Her deep connection to Southwest Michigan and sense of place is also part of the reason literary critics are hailing her latest novel, “Once Upon a River,” and comparing her writing to the likes of James Fenimore Cooper, Mark Twain and Henry David Thoreau.
“Without sacrificing any of its originality,” Washington Post book critic Ron Charles writes, “this story comes bearing the saw marks of classic American literature, the rough-hewn sister of ‘The Leatherstocking Tales,’ ‘The Adventures of Huckleberry Finn’ and ‘Walden.’” The New York Times calls the book “an excellent American parable about the consequences of our favorite ideal, freedom.”
A national best seller in hardcover, “Once Upon a River” was recently released in paperback.
Campbell earned two degrees at WMU toward her intended career of teaching math. She credits her change in plans to a professor who encouraged her to take a writing class.
“I always wanted to write, but didn’t have the confidence to put it first in my life. I had the encouragement and support I needed at Western. It changed my life,” says Campbell, who went on to earn a third degree in creative writing.
Her success includes the critically acclaimed short-fiction collection “American Salvage,” which consists of 14 lush and rowdy stories of folks struggling to make sense of the 21st century. It was a finalist for the 2009 National Book Award in Fiction.
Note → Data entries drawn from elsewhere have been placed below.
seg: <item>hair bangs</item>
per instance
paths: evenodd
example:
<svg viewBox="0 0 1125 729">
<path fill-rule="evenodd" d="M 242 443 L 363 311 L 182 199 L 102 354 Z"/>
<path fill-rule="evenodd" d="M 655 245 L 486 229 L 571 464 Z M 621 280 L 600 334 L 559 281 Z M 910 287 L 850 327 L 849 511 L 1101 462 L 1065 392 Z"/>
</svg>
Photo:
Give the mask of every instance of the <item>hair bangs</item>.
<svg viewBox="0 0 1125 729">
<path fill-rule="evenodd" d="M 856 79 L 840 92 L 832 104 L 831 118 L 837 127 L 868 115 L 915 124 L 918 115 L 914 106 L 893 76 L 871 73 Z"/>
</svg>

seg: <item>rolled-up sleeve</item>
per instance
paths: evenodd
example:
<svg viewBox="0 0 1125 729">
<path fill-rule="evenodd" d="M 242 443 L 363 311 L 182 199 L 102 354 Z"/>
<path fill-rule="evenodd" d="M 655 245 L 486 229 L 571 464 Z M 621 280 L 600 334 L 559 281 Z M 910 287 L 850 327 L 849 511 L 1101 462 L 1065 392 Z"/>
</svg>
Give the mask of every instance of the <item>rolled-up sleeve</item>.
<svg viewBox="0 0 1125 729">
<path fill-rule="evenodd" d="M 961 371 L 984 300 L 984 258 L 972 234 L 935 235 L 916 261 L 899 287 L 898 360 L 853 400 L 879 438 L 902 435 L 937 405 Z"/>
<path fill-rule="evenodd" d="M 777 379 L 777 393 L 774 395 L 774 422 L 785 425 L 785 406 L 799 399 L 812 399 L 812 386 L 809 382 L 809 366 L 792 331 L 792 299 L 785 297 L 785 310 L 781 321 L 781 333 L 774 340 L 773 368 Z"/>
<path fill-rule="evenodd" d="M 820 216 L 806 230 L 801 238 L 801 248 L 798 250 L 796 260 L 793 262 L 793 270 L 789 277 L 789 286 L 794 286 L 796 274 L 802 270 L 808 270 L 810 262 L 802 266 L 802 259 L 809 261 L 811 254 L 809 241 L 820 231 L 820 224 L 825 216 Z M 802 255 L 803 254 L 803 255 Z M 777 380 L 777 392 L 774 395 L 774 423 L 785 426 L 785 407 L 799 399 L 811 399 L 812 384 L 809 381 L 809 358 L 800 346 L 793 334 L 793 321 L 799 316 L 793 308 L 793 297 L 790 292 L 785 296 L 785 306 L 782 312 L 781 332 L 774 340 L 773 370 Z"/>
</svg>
A 2011 Guggenheim Fellow, Campbell is the 2012 Michigan Library Association Author of the Year.
Campbell grew up on a small farm near Kalamazoo with her mother and four siblings. She left Michigan to study philosophy at the University of Chicago, and her travels have taken her across the United States, Canada and Europe. She has scaled the Swiss Alps on a bicycle and traveled with the Ringling Bros and Barnum & Bailey Circus selling snow cones. She teaches writing in the low-residency program at Pacific University and lives in Kalamazoo with her husband and two donkeys, Jack and Don Quixote.